We could start with parking spaces. If a single-person motor vehicle can take up a whole parking space, why can't a single-person bike rider use the open space next to it? Motorcycles can park there. Mopeds, too. I bet even electric bikes get them. I wonder if you rode downtown with four other friends and parked all five bikes in a parking spot big enough for one car---could you pull it off? Bikes can park on the sidewalks, true, but that doesn't mean they have to. There are no signs saying that. But isn't that kind of, a little, beside the point? I mean, in either case, it's people locomoting themselves downtown, and one way just happens to be cleaner and less dangerous. Maybe I want that space, maybe the bike rack is full.
I don't see myself trying this, but I'd like to be able to. Not having a fixed post to lock the bike to is another thing that's beside the point. It's not a small matter, but it's still beside the point, way over there.


You often hear your fellow bicyclists say something along the lines of "every time you (do something that isn't carlike), you spoil it for the rest of us."

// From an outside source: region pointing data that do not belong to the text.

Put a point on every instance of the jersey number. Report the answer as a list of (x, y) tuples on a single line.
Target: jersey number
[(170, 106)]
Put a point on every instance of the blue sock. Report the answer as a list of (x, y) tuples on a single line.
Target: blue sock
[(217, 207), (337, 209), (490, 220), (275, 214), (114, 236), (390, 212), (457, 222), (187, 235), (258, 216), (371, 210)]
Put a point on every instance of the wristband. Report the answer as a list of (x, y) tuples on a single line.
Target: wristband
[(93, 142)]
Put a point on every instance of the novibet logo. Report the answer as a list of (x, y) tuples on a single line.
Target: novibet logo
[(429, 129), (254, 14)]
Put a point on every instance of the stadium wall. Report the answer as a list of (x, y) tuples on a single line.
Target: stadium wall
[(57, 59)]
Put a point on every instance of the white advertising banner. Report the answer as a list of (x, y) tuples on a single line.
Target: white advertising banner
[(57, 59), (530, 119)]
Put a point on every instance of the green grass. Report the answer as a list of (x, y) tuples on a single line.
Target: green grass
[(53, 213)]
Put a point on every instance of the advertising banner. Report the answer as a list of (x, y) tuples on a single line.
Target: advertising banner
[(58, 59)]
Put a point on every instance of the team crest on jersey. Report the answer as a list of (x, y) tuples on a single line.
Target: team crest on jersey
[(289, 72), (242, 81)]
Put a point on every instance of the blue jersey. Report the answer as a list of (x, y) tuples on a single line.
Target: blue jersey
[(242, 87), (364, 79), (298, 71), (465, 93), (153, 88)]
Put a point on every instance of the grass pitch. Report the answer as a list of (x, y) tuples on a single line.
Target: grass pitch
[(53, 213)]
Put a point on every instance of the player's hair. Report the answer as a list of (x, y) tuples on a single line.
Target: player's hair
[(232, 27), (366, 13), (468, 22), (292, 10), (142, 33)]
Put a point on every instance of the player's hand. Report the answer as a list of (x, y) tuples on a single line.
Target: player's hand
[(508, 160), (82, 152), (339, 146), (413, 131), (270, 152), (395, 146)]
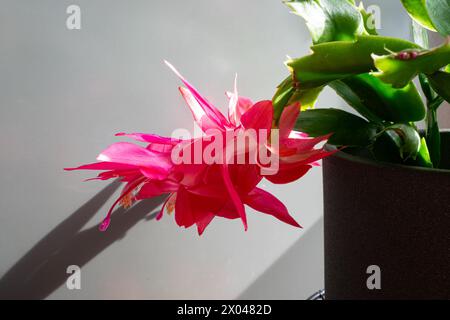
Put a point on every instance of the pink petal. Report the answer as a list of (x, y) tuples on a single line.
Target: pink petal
[(232, 105), (155, 188), (234, 195), (287, 175), (301, 145), (152, 164), (163, 207), (201, 116), (103, 166), (259, 116), (129, 187), (203, 223), (150, 138), (236, 111), (287, 120), (265, 202), (184, 216), (212, 112)]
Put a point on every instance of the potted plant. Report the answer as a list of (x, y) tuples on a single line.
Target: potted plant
[(387, 213), (386, 204)]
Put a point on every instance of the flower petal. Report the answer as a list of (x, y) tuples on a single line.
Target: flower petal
[(288, 174), (234, 195), (151, 164), (212, 112), (287, 120), (265, 202), (184, 215), (259, 116), (150, 138), (201, 115), (155, 188), (103, 166), (203, 223)]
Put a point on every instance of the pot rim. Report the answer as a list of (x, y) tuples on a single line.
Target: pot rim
[(384, 164)]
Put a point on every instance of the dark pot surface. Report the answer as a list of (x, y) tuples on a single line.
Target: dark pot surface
[(391, 216)]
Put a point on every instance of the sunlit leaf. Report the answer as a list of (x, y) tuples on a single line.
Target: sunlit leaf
[(431, 14), (418, 11), (440, 82), (377, 101), (347, 129), (399, 69), (329, 20), (341, 59), (439, 13), (406, 138)]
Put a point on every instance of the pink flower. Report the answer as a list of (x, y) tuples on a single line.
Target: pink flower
[(199, 192)]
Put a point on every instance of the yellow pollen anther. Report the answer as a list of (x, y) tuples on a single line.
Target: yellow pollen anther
[(127, 201)]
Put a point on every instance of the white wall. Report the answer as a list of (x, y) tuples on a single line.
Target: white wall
[(63, 96)]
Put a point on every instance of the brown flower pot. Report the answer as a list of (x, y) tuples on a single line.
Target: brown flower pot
[(387, 229)]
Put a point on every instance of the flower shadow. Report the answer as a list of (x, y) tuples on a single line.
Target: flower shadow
[(43, 268)]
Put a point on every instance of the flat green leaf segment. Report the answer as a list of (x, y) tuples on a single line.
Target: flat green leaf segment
[(398, 69), (329, 20), (431, 14), (440, 82), (287, 94), (337, 60), (378, 101), (347, 129)]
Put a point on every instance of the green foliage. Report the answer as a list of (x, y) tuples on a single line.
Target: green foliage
[(374, 75), (431, 14), (440, 82), (347, 129), (377, 101), (399, 69), (329, 20), (406, 138), (337, 60)]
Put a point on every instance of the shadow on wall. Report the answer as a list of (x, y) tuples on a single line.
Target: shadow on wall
[(43, 269), (294, 275)]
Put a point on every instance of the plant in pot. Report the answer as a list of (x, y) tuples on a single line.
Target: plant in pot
[(385, 180), (386, 208)]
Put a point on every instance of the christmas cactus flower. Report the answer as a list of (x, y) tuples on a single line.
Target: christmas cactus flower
[(217, 173)]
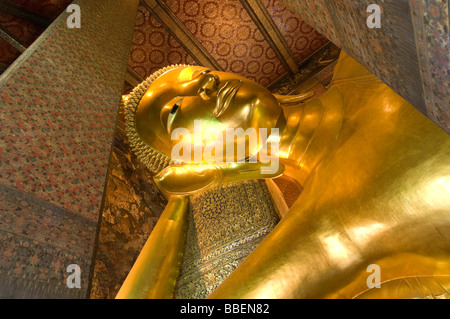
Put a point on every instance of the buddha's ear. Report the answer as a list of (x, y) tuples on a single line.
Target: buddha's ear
[(292, 99)]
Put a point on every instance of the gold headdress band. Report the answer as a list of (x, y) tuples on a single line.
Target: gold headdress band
[(155, 160)]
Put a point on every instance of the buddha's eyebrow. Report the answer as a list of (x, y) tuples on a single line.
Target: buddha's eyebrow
[(196, 73)]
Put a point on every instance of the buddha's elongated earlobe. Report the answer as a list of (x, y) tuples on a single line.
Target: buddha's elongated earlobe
[(290, 99)]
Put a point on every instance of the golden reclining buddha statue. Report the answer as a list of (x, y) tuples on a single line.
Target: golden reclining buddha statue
[(375, 174)]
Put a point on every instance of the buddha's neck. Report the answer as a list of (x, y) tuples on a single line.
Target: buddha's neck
[(310, 132)]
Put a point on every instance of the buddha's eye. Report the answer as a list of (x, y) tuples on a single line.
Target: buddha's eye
[(196, 74), (175, 107)]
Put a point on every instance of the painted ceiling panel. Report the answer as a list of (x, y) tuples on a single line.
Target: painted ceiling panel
[(47, 8), (228, 33), (301, 38), (25, 31), (153, 46)]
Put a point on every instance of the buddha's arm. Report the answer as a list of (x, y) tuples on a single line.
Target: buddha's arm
[(156, 270), (194, 178)]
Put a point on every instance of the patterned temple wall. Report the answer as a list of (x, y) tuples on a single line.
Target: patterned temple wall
[(59, 102)]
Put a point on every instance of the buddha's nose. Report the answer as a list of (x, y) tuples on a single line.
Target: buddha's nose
[(209, 86)]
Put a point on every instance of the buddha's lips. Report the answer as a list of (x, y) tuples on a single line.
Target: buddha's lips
[(225, 95)]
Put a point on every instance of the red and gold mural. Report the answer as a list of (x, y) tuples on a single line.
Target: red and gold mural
[(154, 47)]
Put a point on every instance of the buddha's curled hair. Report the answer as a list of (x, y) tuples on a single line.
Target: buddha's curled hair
[(155, 160)]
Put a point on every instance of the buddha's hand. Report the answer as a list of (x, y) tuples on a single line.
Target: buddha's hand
[(190, 179)]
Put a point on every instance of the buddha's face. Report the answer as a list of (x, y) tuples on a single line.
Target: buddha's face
[(221, 100)]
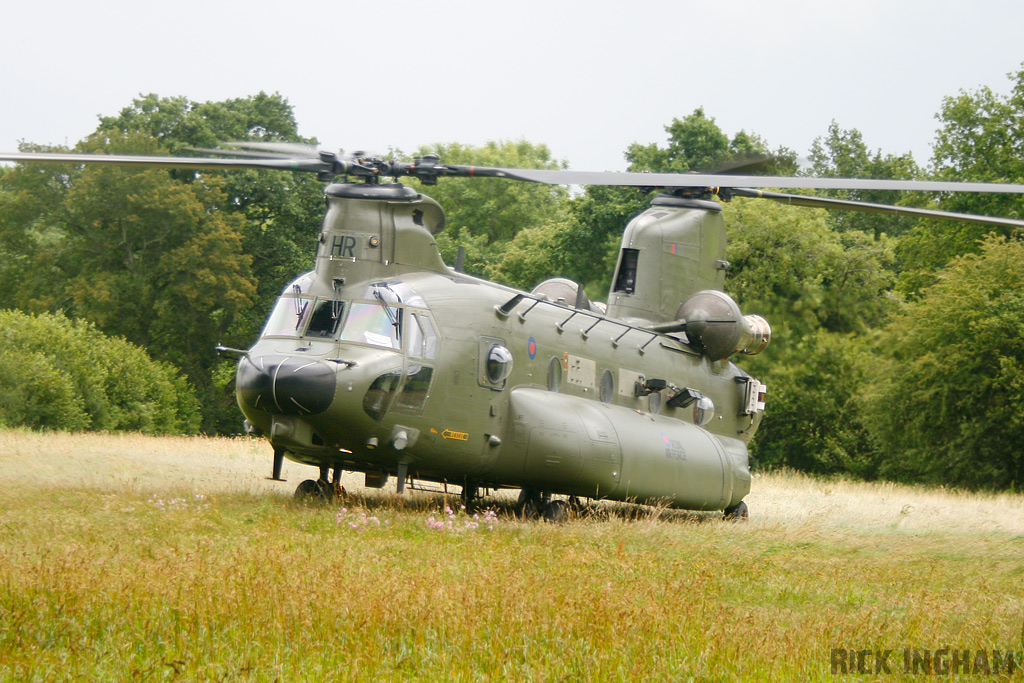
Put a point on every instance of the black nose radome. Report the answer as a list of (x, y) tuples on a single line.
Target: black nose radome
[(286, 385)]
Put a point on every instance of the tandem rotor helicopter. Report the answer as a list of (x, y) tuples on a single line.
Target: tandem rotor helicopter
[(382, 359)]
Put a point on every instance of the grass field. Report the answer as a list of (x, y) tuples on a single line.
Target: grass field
[(138, 558)]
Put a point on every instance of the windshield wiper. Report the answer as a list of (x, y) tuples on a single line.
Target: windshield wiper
[(387, 308)]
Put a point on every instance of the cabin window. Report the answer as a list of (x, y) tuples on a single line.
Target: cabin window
[(421, 342), (379, 394), (607, 386), (494, 363), (555, 375), (414, 395), (626, 279)]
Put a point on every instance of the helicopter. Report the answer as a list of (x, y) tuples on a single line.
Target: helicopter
[(383, 359)]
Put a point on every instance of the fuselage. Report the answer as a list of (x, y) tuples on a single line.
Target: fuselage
[(384, 360)]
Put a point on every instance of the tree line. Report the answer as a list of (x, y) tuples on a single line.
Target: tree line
[(897, 348)]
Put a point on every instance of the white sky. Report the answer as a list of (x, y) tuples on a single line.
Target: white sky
[(585, 78)]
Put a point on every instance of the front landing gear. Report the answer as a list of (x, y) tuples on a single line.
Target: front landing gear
[(736, 513), (324, 489), (538, 505)]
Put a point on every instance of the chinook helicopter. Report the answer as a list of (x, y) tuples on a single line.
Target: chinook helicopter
[(384, 360)]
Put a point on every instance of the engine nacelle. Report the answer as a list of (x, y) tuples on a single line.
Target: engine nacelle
[(713, 321)]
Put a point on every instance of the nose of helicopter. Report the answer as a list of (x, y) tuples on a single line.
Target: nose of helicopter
[(287, 385)]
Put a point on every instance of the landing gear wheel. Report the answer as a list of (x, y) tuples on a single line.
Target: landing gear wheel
[(557, 512), (307, 491), (530, 505), (736, 513), (314, 492)]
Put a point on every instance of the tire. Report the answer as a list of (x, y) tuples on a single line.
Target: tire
[(556, 512), (736, 513)]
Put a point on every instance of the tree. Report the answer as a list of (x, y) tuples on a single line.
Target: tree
[(484, 215), (981, 138), (946, 400), (843, 154), (173, 260), (61, 374), (822, 292)]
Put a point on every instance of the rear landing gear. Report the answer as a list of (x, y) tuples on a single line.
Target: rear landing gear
[(736, 513), (324, 489), (538, 505)]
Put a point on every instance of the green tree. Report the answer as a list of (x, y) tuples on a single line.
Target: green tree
[(61, 374), (174, 260), (843, 154), (945, 400), (484, 215), (822, 292), (981, 139)]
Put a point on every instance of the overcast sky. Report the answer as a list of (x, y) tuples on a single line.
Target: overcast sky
[(585, 78)]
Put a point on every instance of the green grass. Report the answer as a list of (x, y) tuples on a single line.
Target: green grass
[(134, 558)]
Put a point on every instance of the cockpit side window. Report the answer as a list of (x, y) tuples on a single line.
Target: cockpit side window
[(325, 318), (421, 337), (288, 316)]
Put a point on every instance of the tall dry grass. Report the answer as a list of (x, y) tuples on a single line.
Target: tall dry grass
[(127, 557)]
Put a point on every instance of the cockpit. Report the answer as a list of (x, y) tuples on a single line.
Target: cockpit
[(388, 315)]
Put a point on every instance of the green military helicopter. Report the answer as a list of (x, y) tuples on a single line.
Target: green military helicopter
[(382, 359)]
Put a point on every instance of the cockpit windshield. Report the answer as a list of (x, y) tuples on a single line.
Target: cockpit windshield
[(375, 324)]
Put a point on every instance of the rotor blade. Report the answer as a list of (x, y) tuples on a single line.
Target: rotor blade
[(289, 148), (201, 163), (720, 180), (824, 203)]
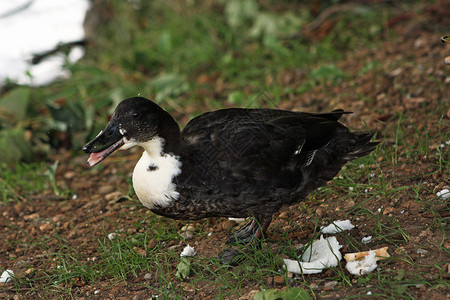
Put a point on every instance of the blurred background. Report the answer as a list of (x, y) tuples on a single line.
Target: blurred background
[(66, 65), (69, 231)]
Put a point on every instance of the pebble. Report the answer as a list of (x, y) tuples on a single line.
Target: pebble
[(151, 243), (31, 217), (113, 196), (227, 225), (188, 227), (330, 285), (70, 175), (278, 279), (46, 227), (105, 189), (140, 252), (320, 211), (283, 215)]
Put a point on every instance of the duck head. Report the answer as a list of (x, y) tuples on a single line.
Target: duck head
[(134, 122)]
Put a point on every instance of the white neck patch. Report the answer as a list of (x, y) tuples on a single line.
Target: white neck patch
[(153, 175)]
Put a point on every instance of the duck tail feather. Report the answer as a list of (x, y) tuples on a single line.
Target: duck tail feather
[(362, 145)]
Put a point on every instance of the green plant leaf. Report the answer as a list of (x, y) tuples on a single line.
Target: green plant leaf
[(290, 294), (183, 268), (14, 146), (13, 106)]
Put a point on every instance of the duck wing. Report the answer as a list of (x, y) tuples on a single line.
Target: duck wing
[(252, 151)]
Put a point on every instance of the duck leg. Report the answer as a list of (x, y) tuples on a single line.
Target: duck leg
[(254, 229), (249, 235)]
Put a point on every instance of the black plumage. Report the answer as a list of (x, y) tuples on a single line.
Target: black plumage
[(241, 162)]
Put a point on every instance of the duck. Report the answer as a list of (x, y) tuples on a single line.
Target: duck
[(234, 162)]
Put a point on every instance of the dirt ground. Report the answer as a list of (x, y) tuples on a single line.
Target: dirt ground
[(410, 77)]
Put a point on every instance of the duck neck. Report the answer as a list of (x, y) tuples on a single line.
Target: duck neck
[(170, 132)]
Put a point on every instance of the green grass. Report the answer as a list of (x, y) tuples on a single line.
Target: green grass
[(153, 52)]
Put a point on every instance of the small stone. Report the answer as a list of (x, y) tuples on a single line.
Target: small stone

Is that really true? If it is, why is it true for bicycle riders and not car drivers? You don't hear them complaining about other motorists spoiling their reputation. I think, if somebody in a car can figure out that not all car drivers are exactly the same, the same "one bad apple" approach should apply to bike riders, too. Is there some sociology expert out there who can refute this with good science?

Bikes are green transportation and all, but people don't give up their cars because they're green. You call them green because they shun the Studebaker, banish the Bel Air, eschew the Escalade, give up the Grey car. The behavior explains the label, not the other way around. Unpeel the top layer of green and you'll see the real reasons. They don't own a car. A car's too expensive to park, or spaces are too hard to come by. Their license has been suspended or they don't have one. They want exercise. Pedaling relieves stress and they arrive at their destination invigorated but not sweaty. Commute time is training time. There are lots of reasons to ride instead of drive, but I don't believe greenness is one of them. Maybe avoiding guilt, but that's guilt-avoidance, not greenness.
The problem with greenness as an incentive is it's too weak and deferred. No one person's single commute has a measurable impact on the health of the planet. Cumulatively, yes; singly, no---because we're talking about measurable effects. This doesn't mean don't ride and be green. It means if the goal is to get more people riding, the incentives to ride and disincentives to drive have to be in place, and both of those things are more powerful when they're immediate and dramatic, and weak when they're not. Show me a deferred, barely perceptible consequence that's shared by billions that's more influential than an immediate and dramatic personal one, and I'll give you a million of anything, as long as I have it to give. If not, no dice! (This sort of statement, in the old days, would be taken for what it is. In modern times, it feels sort of like sticking my arm down a dark shaft in a jungle in Borneo and wiggling my fingers for an hour or so.)